A paper that describes the variable importance measures in more detail should be available soon.
L0-penalization based modified variable importance is defined in the following way
\[mVI(i|X, y, \lambda) = \min_{\beta:\beta_i \neq 0} Q(\beta|X, y, \lambda) - \min_{\beta:\beta_i = 0} Q(\beta|X, y, \lambda) + \lambda |S_i|\] where \(Q(\beta|X, y, \lambda) = -2l(\beta|X, y) + \lambda ||\beta||_0\), \(||\beta||_0\) is the number of nonzero elements in \(\beta\), and \(||S_i||\) is the number of beta parameters associated with the ith set of variables. The number of parameters in the ith set of variables is 1 for continuous variables and is the number of levels minus 1 for categorical variables. \(\lambda\) is defined by the chosen metric where AIC results in \(\lambda = 2\), BIC results in \(\lambda = \log{(n)}\), and HQIC results in \(\lambda = 2\log{(\log{(n)})}\).
These variable importance values are equivalent to the traditional
likelihood ratio test for beta parameters when \(\lambda = 0\). However, when \(\lambda > 0\), the null distribution of
the variable importance values may not be chi-squared distributed.
P-values for the variable importance values may be obtained from the
VariableImportance.boot()
function which uses a parametric
bootstrap approach to approximate the null distribution. This process
entails performing best subset selection many times over, so it is quite
slow.
L0-penalization based variable importance values may be calculated
with the VariableImportance()
function. The
VariableImportance()
function requires an object returned
from calling the VariableSelection()
function. The exact
variable importance values are returned if a branch and bound algorithm
is used with the VariableSelection()
function. If a
heuristic method is used with the VariableSelection()
function, then approximate variable importance values based on the
specified heuristic method are returned.
# Loading BranchGLM package
library(BranchGLM)
# Using iris dataset to demonstrate usage of VI
Data <- iris
Fit <- BranchGLM(Sepal.Length ~ ., data = Data, family = "gaussian", link = "identity")

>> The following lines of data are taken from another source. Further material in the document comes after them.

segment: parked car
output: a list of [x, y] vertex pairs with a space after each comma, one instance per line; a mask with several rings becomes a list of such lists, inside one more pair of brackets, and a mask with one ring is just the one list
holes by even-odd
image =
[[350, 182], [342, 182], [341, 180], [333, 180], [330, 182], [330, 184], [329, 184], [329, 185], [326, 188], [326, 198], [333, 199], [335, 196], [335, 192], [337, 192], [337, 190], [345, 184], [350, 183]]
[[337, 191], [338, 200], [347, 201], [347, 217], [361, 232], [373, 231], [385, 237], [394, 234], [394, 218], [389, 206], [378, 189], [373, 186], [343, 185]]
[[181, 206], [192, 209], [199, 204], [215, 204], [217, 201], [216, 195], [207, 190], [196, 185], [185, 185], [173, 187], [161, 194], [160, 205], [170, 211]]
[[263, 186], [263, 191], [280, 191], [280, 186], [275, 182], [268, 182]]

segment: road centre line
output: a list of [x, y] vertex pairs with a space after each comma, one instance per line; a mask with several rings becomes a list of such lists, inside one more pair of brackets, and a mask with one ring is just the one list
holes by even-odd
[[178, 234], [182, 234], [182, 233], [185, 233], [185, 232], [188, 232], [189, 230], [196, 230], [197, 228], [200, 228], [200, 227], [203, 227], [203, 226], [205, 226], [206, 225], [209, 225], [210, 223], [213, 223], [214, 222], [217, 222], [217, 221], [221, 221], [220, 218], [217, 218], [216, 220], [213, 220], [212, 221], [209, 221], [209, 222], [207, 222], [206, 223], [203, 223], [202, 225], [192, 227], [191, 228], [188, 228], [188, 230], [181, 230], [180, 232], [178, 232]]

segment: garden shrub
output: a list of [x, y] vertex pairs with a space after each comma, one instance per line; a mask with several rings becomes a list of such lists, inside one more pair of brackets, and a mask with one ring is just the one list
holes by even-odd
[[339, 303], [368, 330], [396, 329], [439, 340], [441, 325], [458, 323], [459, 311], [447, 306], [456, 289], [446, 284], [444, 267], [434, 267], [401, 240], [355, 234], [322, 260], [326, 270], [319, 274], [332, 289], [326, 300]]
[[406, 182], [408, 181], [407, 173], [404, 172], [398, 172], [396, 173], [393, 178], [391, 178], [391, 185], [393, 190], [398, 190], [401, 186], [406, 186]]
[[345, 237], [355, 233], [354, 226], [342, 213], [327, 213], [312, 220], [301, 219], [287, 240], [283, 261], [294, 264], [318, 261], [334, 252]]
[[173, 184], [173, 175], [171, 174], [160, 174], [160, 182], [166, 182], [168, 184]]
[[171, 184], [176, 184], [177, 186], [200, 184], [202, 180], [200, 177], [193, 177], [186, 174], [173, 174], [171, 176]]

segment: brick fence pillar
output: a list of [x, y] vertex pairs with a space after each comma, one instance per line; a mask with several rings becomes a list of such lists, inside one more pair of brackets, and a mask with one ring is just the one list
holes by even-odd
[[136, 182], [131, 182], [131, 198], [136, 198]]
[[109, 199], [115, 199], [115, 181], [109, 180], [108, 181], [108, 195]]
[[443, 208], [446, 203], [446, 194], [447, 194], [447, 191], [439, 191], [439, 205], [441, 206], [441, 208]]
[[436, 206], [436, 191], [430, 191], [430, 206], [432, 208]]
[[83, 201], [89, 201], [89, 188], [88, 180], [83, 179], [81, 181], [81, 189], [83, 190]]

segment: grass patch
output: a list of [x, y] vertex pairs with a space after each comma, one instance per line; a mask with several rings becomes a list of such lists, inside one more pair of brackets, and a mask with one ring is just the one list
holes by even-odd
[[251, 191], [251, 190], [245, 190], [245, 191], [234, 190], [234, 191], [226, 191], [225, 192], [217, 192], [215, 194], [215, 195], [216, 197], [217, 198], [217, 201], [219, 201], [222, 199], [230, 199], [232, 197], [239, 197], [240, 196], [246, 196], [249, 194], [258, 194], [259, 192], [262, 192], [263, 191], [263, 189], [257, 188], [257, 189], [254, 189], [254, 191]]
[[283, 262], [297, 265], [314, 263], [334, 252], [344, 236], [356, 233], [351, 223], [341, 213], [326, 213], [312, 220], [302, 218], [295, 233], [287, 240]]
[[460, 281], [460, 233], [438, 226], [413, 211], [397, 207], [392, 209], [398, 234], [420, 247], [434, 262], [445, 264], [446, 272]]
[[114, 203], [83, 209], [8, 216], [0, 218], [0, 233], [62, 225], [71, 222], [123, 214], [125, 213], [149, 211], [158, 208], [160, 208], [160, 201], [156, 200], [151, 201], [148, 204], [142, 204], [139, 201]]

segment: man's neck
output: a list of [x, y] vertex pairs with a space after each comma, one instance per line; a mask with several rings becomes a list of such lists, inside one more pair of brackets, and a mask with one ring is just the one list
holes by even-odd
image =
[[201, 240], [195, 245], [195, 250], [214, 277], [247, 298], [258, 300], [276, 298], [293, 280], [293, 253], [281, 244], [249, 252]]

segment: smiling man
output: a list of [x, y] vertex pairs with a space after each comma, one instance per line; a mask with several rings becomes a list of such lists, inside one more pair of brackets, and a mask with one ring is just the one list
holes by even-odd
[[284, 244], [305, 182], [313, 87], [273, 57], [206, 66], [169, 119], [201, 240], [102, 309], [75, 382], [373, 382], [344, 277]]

# Doing branch and bound selection
VS <- VariableSelection(Fit, type = "branch and bound", metric = "BIC",
showprogress = FALSE)
# Getting variable importance
VI <- VariableImportance(VS, showprogress = FALSE)
VI
#> Best Subset Selection VI(BIC)
#> ------------------------------
#> VI mVI df
#> (Intercept) NA NA NA
#> Sepal.Width 21.6472 26.66 1
#> Petal.Length 99.3510 104.36 1
#> Petal.Width -0.0572 4.95 1
#> Species 0.0572 10.08 2
We can visualize the variable importance values with the
barplot()
function.
We can get approximate p-values based on the L0-penalization based
variable importance values from the
VariableImportance.boot()
function. This function uses a
parametric bootstrap approach to create an approximate null distribution
for the variable importance values. This approach is very slow, so it is
not feasible to get these p-values when there are many sets of
variables.
# Getting approximate null distributions
set.seed(59903)
myBoot <- VariableImportance.boot(VI, nboot = 1000, showprogress = FALSE)
myBoot
#> Null Distributions of BSS mVI(BIC)
#> -----------------------------------
#> mVI p.values
#> (Intercept) NA NA
#> Sepal.Width 26.66 0.000
#> Petal.Length 104.36 0.000
#> Petal.Width 4.95 0.028
#> Species 10.08 0.004
We can visualize the results from
VariableImportance.boot()
with the hist()
function or the boxplot()
function. The
boxplot()
approach is convenient because we can look at all
of the results in one plot while the hist()
approach only
contains the results for one set of variables in each plot.